The likelihood of a temporary extension increased earlier this month when U.S. House Republican leaders opted to delay introducing their version of an FAA reauthorization bill until at least September. Industry sources say that with the current bill expiring Sept. 30 and just a couple of handfuls of days in that month that Congress will be in session, it is increasingly likely an extension will be necessary.
Todd Hauptli, president and CEO of the American Association of Airport Executives, says he’s heard from the FAA that anything less than a six-month extension of the existing bill could stop grant money from flowing, hurting airports that need to do capital improvement projects.

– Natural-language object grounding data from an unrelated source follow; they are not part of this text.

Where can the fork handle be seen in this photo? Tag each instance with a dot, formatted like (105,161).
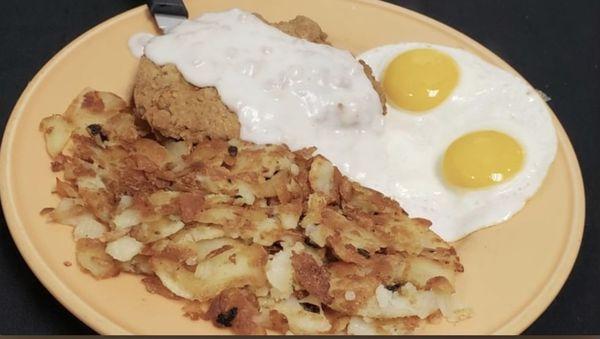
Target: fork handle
(170,7)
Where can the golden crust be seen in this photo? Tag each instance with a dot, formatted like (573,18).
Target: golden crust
(179,110)
(227,223)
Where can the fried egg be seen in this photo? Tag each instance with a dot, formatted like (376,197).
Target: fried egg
(466,143)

“It will be important from an airport perspective that whatever extension comes, it be long enough in duration to ensure that the FAA will be able to issue grants and that we do not jeopardize a construction season,” he says.
Although industry officials will have the extension on their minds when they meet with Congressional leaders, they also still will be continuing their push for an increase on the PFC cap.

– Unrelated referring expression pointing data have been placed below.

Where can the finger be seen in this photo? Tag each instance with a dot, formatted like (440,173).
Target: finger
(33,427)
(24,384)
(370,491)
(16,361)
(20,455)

“The Summer Fly-In presents airport directors with a great opportunity to share their industry priorities – namely, modernizing the locally set passenger facility charge and maintaining the Airport Improvement Program – directly with elected officials,” says Kevin Burke, president and CEO of ACI-NA. “With FAA reauthorization on the horizon, this fly-in may be the most important for airports to make their case with their elected officials. It’s critical to ensure that any transformational plan provides a reliable, sustainable, user-fee-based system for airport funding.”
ACI-NA and AAAE have been working together to establish a coalition of organizations besides airports that support increasing the PFC cap, which has not changed since 2000.
The current bill was passed in 2012 after 23 temporary extensions of the previous bill, which was originally scheduled to expire in 2009. Debate during that reauthorization effort also included a two-week partial shutdown of the FAA in 2011.
There has been a consensus among many stakeholders that the next FAA bill should include “transformational” change in a number of areas, including the way airport infrastructure projects are funded. Airport industry officials, including leaders at ACI-NA and AAAE, have been calling for an increase in the passenger facility charge from $4.50 to $8.50. Airline industry lobbyists strenuously oppose any increase to the PFC.
Among other proposals expected to be in the House bill was one privatizing the nation’s air traffic control system. Supporters hope that move would speed up implementation of NextGen, which would transition the monitoring of airplane movement from World War II-era radar system to a GPS system expected to improve the efficiency of air travel.
Hauptli says he senses a more collective desire on the part of congressional leaders to create but adds that wanting to do so does not make it easier.
“We weren’t terribly surprised,” he says. “It’s very difficult to pull together transformational legislation and very challenging to get all parties involved to sign off and be comfortable.”